Technical information
- Licensing authority: FCC
- Facility ID: 60984
- Class: C1
- ERP: 98,000 watts
- HAAT: 232 meters (761 ft)
- Transmitter coordinates: 34°7′7.5″N 80°56′11.3″W﻿ / ﻿34.118750°N 80.936472°W

Links
- Public license information: Public file; LMS;
- Webcast: Listen live
- Website: southcarolinapublicradio.org

= WLTR =

WLTR (91.3 MHz) is a noncommercial public FM radio station in Columbia, South Carolina, United States. The station primarily features news and information radio format with programs from National Public Radio, along with classical and other genres of music during late mornings, nights and weekends. WLTR is the flagship station of the statewide "News and Music Network" from South Carolina Public Radio.

WLTR broadcast with an effective radiated power (ERP) of 100,000 watts, the maximum allowed for non-grandfathered FM stations. The transmitter is located on Hardscrabble Road near Sloan Road in Columbia.

==History==
WLTR first signed on the air on July 1, 1976. Over time, additional non-commercial FM stations were added to the network around the state, operated jointly with South Carolina Educational Television (SCETV). These FM stations largely simulcast programming from originating on flagship station WLTR, featuring a mix of NPR news and information on weekday mornings and afternoons, with classical music predominantly played during middays, nights and weekends. By the end of the 1990s, many non-commercial NPR stations nationwide began phasing out music programming from their schedules and focusing on news, talk and information formats.

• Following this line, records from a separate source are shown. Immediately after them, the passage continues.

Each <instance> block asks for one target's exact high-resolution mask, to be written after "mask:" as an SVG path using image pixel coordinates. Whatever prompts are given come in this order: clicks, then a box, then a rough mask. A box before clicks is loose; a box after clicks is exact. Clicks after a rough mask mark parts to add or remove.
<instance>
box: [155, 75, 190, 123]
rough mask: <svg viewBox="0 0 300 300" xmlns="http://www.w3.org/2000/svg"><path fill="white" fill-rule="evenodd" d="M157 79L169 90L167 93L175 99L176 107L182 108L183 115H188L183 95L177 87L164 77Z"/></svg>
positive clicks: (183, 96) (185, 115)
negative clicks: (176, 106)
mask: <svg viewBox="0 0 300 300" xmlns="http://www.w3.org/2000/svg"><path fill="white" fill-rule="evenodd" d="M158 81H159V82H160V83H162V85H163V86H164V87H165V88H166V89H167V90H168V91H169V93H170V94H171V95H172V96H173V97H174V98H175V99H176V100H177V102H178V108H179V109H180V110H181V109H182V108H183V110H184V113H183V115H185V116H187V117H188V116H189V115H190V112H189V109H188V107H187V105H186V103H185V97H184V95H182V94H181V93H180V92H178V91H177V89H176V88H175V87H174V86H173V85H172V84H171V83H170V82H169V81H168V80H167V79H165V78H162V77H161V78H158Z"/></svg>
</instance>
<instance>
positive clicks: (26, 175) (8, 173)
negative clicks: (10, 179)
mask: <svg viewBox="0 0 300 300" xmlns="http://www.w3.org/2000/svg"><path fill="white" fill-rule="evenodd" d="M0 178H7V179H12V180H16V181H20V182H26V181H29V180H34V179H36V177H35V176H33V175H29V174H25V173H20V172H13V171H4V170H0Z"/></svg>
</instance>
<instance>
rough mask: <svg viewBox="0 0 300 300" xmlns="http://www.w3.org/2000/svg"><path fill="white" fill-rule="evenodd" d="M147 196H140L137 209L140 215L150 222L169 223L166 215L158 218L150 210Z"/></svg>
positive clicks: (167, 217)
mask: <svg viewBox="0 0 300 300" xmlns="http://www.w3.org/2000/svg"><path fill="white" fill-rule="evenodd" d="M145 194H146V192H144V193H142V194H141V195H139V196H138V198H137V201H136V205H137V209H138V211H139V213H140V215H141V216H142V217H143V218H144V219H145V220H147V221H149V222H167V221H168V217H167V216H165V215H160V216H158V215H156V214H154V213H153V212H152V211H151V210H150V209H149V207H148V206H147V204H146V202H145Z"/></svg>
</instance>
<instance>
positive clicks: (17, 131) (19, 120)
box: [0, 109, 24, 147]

In 2001, the South Carolina Educational Radio Network stations split its statewide network. Stations WRJA-FM in Sumter, WJWJ-FM in Beaufort and WHMC-FM in Conway started broadcasting all NPR and local news and information programming. WLTR maintained its format, continuing to feature news and information in mornings and afternoons, with some classical music and other musical programs, middays, nights and weekends. 89.3 WSCI Charleston and 90.1 WEPR Greenville continue to simulcast WLTR.